The horrors climax with four people: a small man fused to his wheelchair who can only turn on a light, a large man with cascading eyes and noses, a woman with a shuddering effect on her face, and lumbering, giant recreation of Clark in his pirate costume.
These images bring to mind the images that have littered the internet since techies started really pushing generative AI as a creative tool, bodies that blend together as they move past each other and arms jutting out of nowhere, topped by hands with too many fingers. Or, more befitting the “copy of a copy” language of Backrooms, they recall the game where users ask ChatGPT to replicate an image, each result growing more grotesque.

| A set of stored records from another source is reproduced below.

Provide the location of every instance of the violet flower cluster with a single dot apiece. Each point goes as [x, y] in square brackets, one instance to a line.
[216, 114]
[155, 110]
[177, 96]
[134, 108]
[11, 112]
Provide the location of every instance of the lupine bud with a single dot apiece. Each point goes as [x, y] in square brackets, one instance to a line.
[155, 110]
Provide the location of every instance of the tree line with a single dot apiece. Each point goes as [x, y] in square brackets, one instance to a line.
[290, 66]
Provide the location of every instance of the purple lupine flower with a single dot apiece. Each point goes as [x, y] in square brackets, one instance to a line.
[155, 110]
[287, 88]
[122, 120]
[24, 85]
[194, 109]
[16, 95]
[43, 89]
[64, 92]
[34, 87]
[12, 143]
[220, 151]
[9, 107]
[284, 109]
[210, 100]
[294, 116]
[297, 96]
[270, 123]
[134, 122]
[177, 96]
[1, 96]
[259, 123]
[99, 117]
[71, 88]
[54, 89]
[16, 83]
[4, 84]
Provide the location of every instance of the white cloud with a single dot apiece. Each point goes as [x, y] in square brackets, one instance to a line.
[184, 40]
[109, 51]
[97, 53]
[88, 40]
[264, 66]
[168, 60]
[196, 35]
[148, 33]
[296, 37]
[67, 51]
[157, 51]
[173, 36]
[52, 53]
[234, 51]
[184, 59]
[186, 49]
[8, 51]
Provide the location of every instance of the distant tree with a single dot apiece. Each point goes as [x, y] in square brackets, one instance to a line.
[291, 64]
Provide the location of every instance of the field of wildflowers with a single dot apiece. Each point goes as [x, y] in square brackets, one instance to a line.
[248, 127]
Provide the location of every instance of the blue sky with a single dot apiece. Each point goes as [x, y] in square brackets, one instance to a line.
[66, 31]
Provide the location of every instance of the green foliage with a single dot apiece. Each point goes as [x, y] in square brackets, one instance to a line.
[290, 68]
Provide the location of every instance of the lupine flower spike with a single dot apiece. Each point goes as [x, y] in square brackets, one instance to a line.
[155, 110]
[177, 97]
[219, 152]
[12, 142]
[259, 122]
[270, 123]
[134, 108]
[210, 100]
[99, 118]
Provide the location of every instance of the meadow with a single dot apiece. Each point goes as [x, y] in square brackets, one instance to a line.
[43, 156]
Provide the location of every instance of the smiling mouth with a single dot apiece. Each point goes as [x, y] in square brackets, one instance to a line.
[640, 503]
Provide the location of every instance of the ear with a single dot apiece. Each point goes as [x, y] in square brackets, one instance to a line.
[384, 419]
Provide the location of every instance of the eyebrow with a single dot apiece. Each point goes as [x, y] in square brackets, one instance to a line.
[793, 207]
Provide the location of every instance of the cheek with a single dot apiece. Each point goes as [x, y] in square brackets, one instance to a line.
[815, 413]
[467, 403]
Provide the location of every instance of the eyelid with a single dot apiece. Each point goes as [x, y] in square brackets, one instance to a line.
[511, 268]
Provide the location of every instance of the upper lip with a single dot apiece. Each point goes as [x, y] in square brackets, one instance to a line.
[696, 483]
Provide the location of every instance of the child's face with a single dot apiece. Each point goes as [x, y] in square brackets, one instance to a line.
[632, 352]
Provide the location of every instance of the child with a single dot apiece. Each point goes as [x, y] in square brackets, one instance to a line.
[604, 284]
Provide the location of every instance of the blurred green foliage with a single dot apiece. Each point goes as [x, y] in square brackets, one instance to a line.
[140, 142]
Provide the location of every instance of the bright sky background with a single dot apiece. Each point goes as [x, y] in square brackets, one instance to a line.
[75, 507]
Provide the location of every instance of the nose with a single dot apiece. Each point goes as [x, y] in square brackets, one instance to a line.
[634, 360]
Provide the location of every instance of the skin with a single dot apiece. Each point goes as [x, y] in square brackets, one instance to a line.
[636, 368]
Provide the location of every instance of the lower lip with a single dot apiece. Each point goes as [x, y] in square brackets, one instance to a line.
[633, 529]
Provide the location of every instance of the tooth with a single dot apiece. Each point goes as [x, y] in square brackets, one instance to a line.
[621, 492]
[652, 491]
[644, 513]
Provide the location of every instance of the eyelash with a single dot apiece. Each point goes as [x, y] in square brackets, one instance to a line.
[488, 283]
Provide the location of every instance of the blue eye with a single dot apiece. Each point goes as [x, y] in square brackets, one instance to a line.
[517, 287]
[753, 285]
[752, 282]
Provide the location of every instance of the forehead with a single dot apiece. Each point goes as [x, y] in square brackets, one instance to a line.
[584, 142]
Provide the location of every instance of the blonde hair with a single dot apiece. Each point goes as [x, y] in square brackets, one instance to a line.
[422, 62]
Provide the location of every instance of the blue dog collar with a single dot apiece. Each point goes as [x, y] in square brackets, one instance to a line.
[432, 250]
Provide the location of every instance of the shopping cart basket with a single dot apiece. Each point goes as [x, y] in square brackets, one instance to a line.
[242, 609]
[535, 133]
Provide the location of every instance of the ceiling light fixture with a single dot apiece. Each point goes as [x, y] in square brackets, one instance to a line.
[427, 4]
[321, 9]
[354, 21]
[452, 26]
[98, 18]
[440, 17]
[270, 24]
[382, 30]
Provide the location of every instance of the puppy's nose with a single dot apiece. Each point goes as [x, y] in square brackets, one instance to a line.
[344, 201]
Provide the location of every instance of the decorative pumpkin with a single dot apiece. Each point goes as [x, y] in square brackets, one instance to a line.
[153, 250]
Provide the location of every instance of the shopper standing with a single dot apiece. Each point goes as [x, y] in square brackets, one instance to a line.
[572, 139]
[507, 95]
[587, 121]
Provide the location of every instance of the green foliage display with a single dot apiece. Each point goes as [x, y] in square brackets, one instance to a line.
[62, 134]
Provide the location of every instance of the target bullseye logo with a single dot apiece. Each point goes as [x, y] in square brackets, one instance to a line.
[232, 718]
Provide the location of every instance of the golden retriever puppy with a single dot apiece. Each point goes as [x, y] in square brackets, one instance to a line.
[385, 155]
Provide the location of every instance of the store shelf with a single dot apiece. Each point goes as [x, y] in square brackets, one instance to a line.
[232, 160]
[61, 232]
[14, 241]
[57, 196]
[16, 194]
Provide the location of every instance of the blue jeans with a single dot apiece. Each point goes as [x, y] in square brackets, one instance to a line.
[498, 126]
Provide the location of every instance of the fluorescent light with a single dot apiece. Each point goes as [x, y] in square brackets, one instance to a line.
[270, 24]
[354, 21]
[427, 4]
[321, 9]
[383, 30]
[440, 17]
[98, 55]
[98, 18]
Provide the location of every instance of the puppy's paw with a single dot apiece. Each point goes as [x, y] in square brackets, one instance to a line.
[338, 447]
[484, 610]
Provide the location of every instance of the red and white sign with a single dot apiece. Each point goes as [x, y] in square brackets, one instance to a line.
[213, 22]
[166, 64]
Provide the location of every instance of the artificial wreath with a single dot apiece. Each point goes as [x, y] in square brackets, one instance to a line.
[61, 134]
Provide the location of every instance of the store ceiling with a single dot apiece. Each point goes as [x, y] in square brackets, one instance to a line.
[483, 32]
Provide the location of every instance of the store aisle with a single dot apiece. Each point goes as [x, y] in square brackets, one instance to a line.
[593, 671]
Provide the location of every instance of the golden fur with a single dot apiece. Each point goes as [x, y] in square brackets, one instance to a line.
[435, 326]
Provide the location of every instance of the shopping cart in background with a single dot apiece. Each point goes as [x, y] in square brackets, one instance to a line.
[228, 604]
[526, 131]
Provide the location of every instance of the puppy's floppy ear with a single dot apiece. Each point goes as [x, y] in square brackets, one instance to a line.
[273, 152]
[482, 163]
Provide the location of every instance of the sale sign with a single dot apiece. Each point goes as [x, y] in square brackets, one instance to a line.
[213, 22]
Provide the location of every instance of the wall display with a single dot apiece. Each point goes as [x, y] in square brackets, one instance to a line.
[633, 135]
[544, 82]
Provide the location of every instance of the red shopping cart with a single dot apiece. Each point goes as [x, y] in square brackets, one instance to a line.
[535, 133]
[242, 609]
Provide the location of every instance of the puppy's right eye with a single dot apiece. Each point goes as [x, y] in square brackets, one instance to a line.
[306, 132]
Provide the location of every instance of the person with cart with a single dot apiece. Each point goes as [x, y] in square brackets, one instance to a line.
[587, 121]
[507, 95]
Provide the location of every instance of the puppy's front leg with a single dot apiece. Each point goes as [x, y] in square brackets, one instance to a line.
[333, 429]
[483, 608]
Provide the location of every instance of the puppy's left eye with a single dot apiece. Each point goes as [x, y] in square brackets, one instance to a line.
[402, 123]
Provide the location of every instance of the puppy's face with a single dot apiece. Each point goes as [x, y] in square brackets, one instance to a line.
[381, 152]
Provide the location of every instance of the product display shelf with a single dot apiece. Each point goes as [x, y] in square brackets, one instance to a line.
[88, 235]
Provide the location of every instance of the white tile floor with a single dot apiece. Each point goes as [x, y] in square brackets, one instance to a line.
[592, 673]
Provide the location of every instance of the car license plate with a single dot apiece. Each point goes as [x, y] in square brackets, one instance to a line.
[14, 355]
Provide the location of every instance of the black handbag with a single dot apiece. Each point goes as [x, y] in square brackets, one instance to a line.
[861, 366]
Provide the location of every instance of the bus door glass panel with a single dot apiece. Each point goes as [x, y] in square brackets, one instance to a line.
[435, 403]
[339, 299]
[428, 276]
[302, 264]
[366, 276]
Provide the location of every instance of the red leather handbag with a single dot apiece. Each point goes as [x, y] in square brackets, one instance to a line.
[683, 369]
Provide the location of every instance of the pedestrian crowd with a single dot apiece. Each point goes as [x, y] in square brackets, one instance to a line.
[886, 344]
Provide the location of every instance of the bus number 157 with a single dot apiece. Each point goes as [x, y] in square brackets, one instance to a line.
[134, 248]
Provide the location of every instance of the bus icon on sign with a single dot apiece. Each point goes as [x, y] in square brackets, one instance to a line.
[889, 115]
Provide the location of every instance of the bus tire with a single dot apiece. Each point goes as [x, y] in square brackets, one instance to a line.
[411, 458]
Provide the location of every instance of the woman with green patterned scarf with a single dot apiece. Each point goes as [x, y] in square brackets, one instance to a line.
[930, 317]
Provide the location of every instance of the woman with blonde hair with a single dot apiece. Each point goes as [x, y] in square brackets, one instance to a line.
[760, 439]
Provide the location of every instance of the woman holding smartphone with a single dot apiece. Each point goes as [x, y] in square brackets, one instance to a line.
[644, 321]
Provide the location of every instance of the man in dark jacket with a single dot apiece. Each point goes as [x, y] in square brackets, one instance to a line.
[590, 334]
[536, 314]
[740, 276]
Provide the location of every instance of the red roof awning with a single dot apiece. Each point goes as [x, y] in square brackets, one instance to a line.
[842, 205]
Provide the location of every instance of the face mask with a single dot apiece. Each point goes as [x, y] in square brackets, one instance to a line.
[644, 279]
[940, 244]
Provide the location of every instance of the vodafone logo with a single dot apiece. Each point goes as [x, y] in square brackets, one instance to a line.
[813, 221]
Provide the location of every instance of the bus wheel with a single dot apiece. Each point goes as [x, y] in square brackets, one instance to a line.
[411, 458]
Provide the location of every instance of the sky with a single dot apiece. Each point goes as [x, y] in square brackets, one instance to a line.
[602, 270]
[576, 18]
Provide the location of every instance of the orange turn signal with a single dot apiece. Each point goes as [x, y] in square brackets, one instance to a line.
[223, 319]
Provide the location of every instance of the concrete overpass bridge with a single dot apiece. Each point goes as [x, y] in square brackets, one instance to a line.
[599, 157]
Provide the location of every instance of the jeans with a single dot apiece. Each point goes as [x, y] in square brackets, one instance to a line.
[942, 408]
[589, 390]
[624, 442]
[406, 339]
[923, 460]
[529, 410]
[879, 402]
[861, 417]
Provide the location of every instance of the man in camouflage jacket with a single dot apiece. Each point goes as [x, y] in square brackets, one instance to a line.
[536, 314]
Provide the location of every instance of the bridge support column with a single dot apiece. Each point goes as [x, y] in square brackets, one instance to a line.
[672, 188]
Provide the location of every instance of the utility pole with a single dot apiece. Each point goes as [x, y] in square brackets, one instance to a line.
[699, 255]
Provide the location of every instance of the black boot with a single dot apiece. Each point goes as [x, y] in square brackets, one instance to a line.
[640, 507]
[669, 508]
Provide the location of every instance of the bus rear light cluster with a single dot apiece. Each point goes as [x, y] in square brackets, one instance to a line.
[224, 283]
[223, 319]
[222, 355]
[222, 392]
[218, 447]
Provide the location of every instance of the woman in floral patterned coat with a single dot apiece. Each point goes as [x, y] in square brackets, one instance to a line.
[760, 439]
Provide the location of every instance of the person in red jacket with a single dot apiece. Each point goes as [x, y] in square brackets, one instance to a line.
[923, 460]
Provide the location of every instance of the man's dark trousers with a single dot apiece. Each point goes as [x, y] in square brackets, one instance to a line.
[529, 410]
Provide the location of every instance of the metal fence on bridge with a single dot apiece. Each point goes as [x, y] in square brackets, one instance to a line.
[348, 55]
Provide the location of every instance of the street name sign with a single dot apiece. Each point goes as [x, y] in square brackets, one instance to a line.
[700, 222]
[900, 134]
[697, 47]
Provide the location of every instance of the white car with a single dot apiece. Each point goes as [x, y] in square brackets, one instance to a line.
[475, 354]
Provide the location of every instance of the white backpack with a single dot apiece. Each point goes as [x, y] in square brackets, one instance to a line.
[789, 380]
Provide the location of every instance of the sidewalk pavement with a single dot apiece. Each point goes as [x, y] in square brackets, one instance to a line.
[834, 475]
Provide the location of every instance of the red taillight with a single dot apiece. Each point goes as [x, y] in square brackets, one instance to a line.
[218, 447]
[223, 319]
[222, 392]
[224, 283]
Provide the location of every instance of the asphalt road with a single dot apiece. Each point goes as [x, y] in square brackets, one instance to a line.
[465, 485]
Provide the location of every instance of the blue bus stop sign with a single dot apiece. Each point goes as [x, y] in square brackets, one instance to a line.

As that last example underscores, most people have been making ChatGPT replicas as a type of a game. But the terror invoked by the uncanny in Backrooms shows that there’s nothing funny about it at all. AI has no concept of the human, and thus its attempts to replicate life only make a mockery of humanity, twisting and reflecting in ways that feel all the more monstrous because of how normal it wants to be. When we look at an AI image, whether Owen Wilson staring dead-eyed in a simulacrum of Wes Anderson directing Star Wars or a fake pitch woman selling home improvement services, we feel ourselves slightly diminished, and it’s terrifying.
Moving Forward, Better
Of course, nothing in the text of Backrooms is about AI. Instead, the movie is explicitly about holding to memories and refusing to evolve. In perhaps the most heartbreaking moment of the film, Clark submits to the nightmare of conformity that he’s confused for safety, declaring to Mary, “I don’t want to change.”